One common mechanism is for the target protein to end up mutating. There's a good amount of genetic variation in the bacterial population, and some of the group you're trying to hit might have a form of the protein that doesn't bind your drug. Given enough bacteria or enough time, there are bound to be some. So you treat with the drug, everyone else dies, these naturally resistant organisms have the whole field to themselves, and they run wild.

Sometimes the bacteria whip out another protein to take care of your drug all by itself. That's what happened to penicillin. Some bacteria turned out to have an enzyme to defend against such compounds (which are, after all, found in nature as antibiotics.) The enzyme, beta-lactamase, cleaves the crucial four-membered ring at the heart of the whole drug class. Naturally enough, this enzyme is all over the place now. (Thus the drug Augmentin, which contains a penicillin derivative and another drug, clavulinic acid, which inactivates beta-lactamase. But as you could guess, organisms have appeared whose beta-lactamase isn't affected by it.)

Yet another resistance mechanism is an active-transport pump. These are membrane-spanning proteins that physically expel the drug molecule once it enters the bacterium, pumping it right back out before it can do its job. (Cancer cells do the same thing, by the way.) What makes all of these such a problem is the habit many bacteria have of swapping DNA segments like trading cards.
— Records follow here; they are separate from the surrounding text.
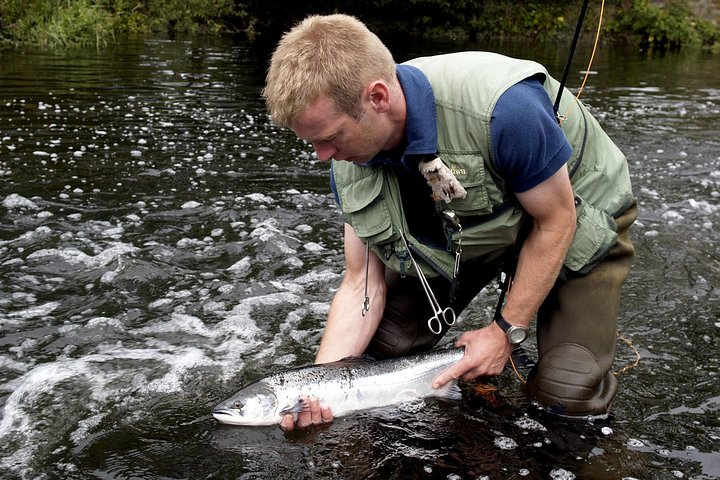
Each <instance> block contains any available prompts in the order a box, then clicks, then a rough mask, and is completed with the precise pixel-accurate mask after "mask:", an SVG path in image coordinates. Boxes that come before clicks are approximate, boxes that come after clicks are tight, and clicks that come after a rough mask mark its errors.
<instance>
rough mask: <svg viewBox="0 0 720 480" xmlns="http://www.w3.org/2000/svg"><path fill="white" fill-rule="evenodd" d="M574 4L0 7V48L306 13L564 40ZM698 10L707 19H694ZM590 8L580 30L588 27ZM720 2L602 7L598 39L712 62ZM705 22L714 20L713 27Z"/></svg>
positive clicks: (402, 3)
mask: <svg viewBox="0 0 720 480" xmlns="http://www.w3.org/2000/svg"><path fill="white" fill-rule="evenodd" d="M581 3H582V2H581V1H579V0H573V1H569V2H568V1H561V0H546V1H539V0H533V1H519V0H455V1H452V2H451V1H448V0H335V1H333V2H328V1H316V2H298V1H297V0H273V1H271V2H269V1H267V0H0V46H5V47H8V46H9V47H25V46H35V47H41V48H51V49H54V48H77V47H85V46H95V47H97V48H102V47H104V46H106V45H108V44H109V43H112V42H114V41H115V35H116V34H135V35H137V34H140V35H148V34H152V33H156V32H168V33H220V32H235V33H238V32H242V33H245V34H246V35H248V36H249V37H251V38H256V39H259V40H263V39H268V40H269V41H272V42H274V41H275V40H276V39H277V37H278V36H279V34H280V33H281V32H282V31H284V30H286V29H287V28H289V27H290V26H291V25H292V24H293V23H295V22H296V21H298V20H300V19H301V18H303V17H304V16H305V15H307V14H309V13H332V12H335V11H342V12H347V13H350V14H353V15H356V16H358V17H359V18H361V19H362V20H364V21H366V22H367V23H368V24H369V25H370V26H371V27H372V28H373V29H374V30H376V31H378V32H381V33H382V32H383V30H384V31H385V32H388V33H397V32H401V33H402V34H405V35H409V36H415V37H421V36H433V37H442V36H454V37H463V36H464V37H466V38H470V39H474V38H530V39H539V40H553V39H557V38H566V37H568V36H570V35H572V31H573V29H574V26H575V22H576V20H577V15H578V14H579V11H580V5H581ZM700 4H709V5H711V6H714V10H713V11H714V12H715V15H712V16H710V18H701V17H700V15H698V14H697V13H696V12H697V11H698V9H697V8H693V7H697V6H698V5H700ZM599 7H600V2H599V1H596V2H591V4H590V7H589V9H588V17H587V20H586V22H585V27H586V29H587V30H593V29H594V28H595V26H596V25H597V18H598V17H597V16H598V14H599V10H600V8H599ZM718 11H720V1H718V0H704V1H695V2H691V1H689V0H664V1H660V0H652V1H651V0H614V1H610V0H608V1H606V13H605V18H604V30H603V35H604V39H605V40H612V41H623V42H629V43H634V44H639V45H642V46H645V47H649V48H671V49H678V48H681V47H682V48H686V47H697V46H701V47H703V48H706V49H708V50H712V51H714V52H717V53H720V26H719V25H718V18H717V17H718V14H717V12H718ZM713 17H714V18H713Z"/></svg>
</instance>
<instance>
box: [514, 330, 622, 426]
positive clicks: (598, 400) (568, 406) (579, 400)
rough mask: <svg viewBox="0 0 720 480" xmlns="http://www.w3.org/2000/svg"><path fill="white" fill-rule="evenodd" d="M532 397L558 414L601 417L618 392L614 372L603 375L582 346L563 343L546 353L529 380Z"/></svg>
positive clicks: (607, 373)
mask: <svg viewBox="0 0 720 480" xmlns="http://www.w3.org/2000/svg"><path fill="white" fill-rule="evenodd" d="M527 385H528V392H529V394H530V397H531V398H532V399H534V400H537V401H538V402H539V403H540V404H542V405H543V406H545V407H546V408H547V409H548V410H549V411H550V412H552V413H555V414H559V415H569V416H584V415H602V414H605V413H607V412H608V409H609V407H610V402H611V401H612V398H613V396H614V395H615V391H616V390H617V380H616V379H615V376H614V375H613V374H612V372H603V371H602V369H601V368H600V366H599V365H598V362H597V360H596V358H595V356H594V355H593V354H592V353H591V352H590V350H588V349H587V348H585V347H583V346H582V345H577V344H574V343H562V344H559V345H557V346H555V347H553V348H552V349H550V350H548V351H547V352H545V354H544V355H543V356H542V357H541V358H540V360H539V361H538V363H537V365H536V366H535V367H534V369H533V370H532V371H531V372H530V375H529V378H528V382H527Z"/></svg>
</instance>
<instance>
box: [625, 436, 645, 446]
mask: <svg viewBox="0 0 720 480" xmlns="http://www.w3.org/2000/svg"><path fill="white" fill-rule="evenodd" d="M626 443H627V445H628V446H629V447H636V448H640V447H644V446H645V443H643V442H642V441H641V440H638V439H637V438H630V439H628V441H627V442H626Z"/></svg>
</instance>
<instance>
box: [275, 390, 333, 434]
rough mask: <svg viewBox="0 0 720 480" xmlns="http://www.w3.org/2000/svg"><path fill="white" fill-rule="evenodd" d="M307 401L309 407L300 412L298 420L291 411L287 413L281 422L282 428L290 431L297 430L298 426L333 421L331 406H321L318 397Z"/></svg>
mask: <svg viewBox="0 0 720 480" xmlns="http://www.w3.org/2000/svg"><path fill="white" fill-rule="evenodd" d="M307 403H308V406H309V408H308V409H307V410H306V411H303V412H300V413H298V414H297V420H296V419H295V417H294V416H293V415H292V414H291V413H288V414H287V415H285V416H284V417H283V419H282V421H281V422H280V428H281V429H283V430H284V431H286V432H289V431H291V430H295V429H296V428H306V427H308V426H310V425H316V424H318V423H330V422H332V421H333V416H332V412H331V411H330V408H329V407H325V406H321V405H320V401H319V400H318V399H317V398H313V397H311V398H308V399H307Z"/></svg>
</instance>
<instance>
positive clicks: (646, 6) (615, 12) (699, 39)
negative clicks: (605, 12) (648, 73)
mask: <svg viewBox="0 0 720 480" xmlns="http://www.w3.org/2000/svg"><path fill="white" fill-rule="evenodd" d="M607 29H608V31H609V32H610V33H611V34H613V35H614V36H618V37H635V38H636V39H637V40H636V41H639V42H640V43H641V44H643V45H646V46H649V47H661V48H671V49H678V48H680V47H681V46H697V45H701V44H702V45H705V46H710V47H712V46H713V45H714V44H716V43H717V42H718V31H719V27H718V26H717V24H713V23H711V22H709V21H705V20H697V19H696V18H695V17H694V15H693V12H692V8H691V6H690V4H689V2H688V1H687V0H671V1H670V2H668V4H667V5H666V6H665V7H661V6H659V5H655V4H653V3H651V2H650V1H649V0H632V2H631V8H622V9H618V10H617V11H616V12H615V13H614V15H613V16H612V17H611V19H610V20H609V21H608V24H607Z"/></svg>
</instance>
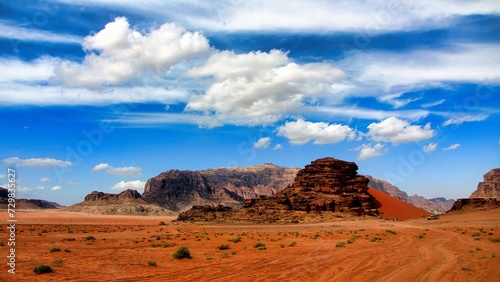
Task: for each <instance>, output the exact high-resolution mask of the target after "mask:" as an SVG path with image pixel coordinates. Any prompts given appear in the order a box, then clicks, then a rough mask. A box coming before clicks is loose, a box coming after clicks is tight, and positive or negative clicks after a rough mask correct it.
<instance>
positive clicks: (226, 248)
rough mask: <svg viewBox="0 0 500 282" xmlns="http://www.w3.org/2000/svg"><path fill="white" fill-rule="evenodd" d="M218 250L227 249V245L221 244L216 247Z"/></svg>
mask: <svg viewBox="0 0 500 282" xmlns="http://www.w3.org/2000/svg"><path fill="white" fill-rule="evenodd" d="M217 248H218V249H219V250H227V249H229V245H225V244H221V245H219V246H218V247H217Z"/></svg>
It's hard to measure, but I'm sure that over the years we've selected for accelerated DNA transfer. Under stress, the active traders have an edge, since they have a better chance of swapping in some DNA to code for the necessary inactivating enzyme or pump.
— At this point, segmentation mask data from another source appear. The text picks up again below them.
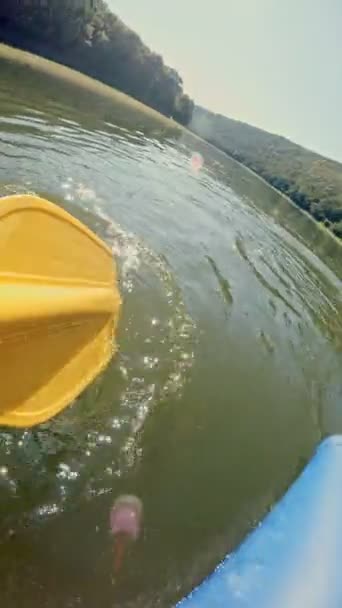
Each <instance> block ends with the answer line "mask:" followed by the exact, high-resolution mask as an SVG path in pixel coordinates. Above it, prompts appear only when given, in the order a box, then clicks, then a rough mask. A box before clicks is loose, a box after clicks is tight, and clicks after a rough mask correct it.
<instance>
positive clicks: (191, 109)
mask: <svg viewBox="0 0 342 608" xmlns="http://www.w3.org/2000/svg"><path fill="white" fill-rule="evenodd" d="M0 39H1V40H2V41H3V42H7V43H11V44H14V45H15V46H18V47H20V48H24V49H26V50H30V51H32V52H35V53H37V54H40V55H43V56H45V57H48V58H50V59H54V60H56V61H59V62H61V63H64V64H65V65H68V66H70V67H72V68H75V69H77V70H79V71H81V72H84V73H86V74H88V75H89V76H92V77H94V78H97V79H98V80H101V81H102V82H104V83H106V84H109V85H110V86H113V87H115V88H117V89H120V90H121V91H124V92H125V93H127V94H129V95H131V96H132V97H135V98H136V99H138V100H140V101H142V102H143V103H145V104H147V105H149V106H151V107H152V108H155V109H156V110H158V111H159V112H161V113H162V114H165V115H166V116H171V117H173V118H174V119H175V120H177V121H178V122H180V123H182V124H188V123H189V121H190V119H191V115H192V111H193V102H192V100H191V99H190V98H189V97H188V95H185V94H184V92H183V82H182V79H181V77H180V76H179V74H178V73H177V72H176V71H175V70H173V69H172V68H169V67H167V66H166V65H165V64H164V62H163V59H162V57H161V56H160V55H158V54H156V53H154V52H152V51H151V50H150V49H149V48H147V46H146V45H145V44H144V43H143V42H142V40H141V39H140V38H139V36H138V35H137V34H136V33H135V32H133V31H132V30H131V29H129V28H128V27H126V25H125V24H124V23H123V22H122V21H121V20H120V19H119V18H118V17H117V16H116V15H114V14H113V13H112V12H111V11H110V10H109V8H108V6H107V5H106V3H105V2H103V1H102V0H96V1H94V0H93V1H92V0H30V1H27V0H25V2H24V1H23V0H21V1H15V0H1V2H0Z"/></svg>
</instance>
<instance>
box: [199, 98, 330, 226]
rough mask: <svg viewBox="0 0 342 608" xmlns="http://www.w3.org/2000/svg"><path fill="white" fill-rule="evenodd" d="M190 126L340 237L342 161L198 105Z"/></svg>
mask: <svg viewBox="0 0 342 608" xmlns="http://www.w3.org/2000/svg"><path fill="white" fill-rule="evenodd" d="M191 129H192V130H193V131H194V132H195V133H196V134H197V135H199V136H200V137H202V138H203V139H206V140H207V141H209V142H211V143H212V144H214V145H216V146H217V147H218V148H220V149H221V150H224V151H225V152H227V153H228V154H229V155H230V156H232V157H233V158H235V159H236V160H238V161H240V162H242V163H243V164H245V165H246V166H247V167H249V168H250V169H252V170H253V171H255V173H257V174H258V175H260V176H261V177H263V178H264V179H265V180H266V181H268V182H269V183H270V184H271V185H272V186H274V187H275V188H277V189H278V190H280V191H281V192H283V193H284V194H286V195H287V196H289V197H290V198H291V200H292V201H293V202H294V203H295V204H296V205H298V206H299V207H300V208H301V209H304V210H305V211H308V212H309V213H310V214H311V215H312V216H313V217H314V218H315V219H316V220H319V221H324V223H325V225H326V226H328V227H329V228H331V230H332V231H333V232H334V233H335V234H336V235H337V236H340V237H342V165H341V164H340V163H338V162H336V161H333V160H329V159H327V158H324V157H323V156H320V155H319V154H316V153H314V152H311V151H309V150H306V149H305V148H302V147H301V146H298V145H297V144H294V143H293V142H291V141H289V140H287V139H285V138H284V137H280V136H277V135H271V134H270V133H267V132H265V131H262V130H261V129H257V128H255V127H251V126H249V125H247V124H245V123H242V122H238V121H235V120H232V119H229V118H226V117H224V116H221V115H219V114H213V113H212V112H209V111H208V110H205V109H204V108H200V107H196V108H195V112H194V116H193V120H192V123H191Z"/></svg>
It's a battle. And from all appearances, it's never going to end. We're fighting tenacious, adaptable organisms that pull out all the stops all the time. They don't sit around fretting about the younger generation and their DNA-swapping ways, or worry that they're losing their essential staphylococcusness by taking on all these new characteristics. There are no spirochetes grousing that an arginine at that position was good enough for their granddads, and it's good enough for them. No, they'll do whatever it takes. It's life or death for them. Just like it is for us.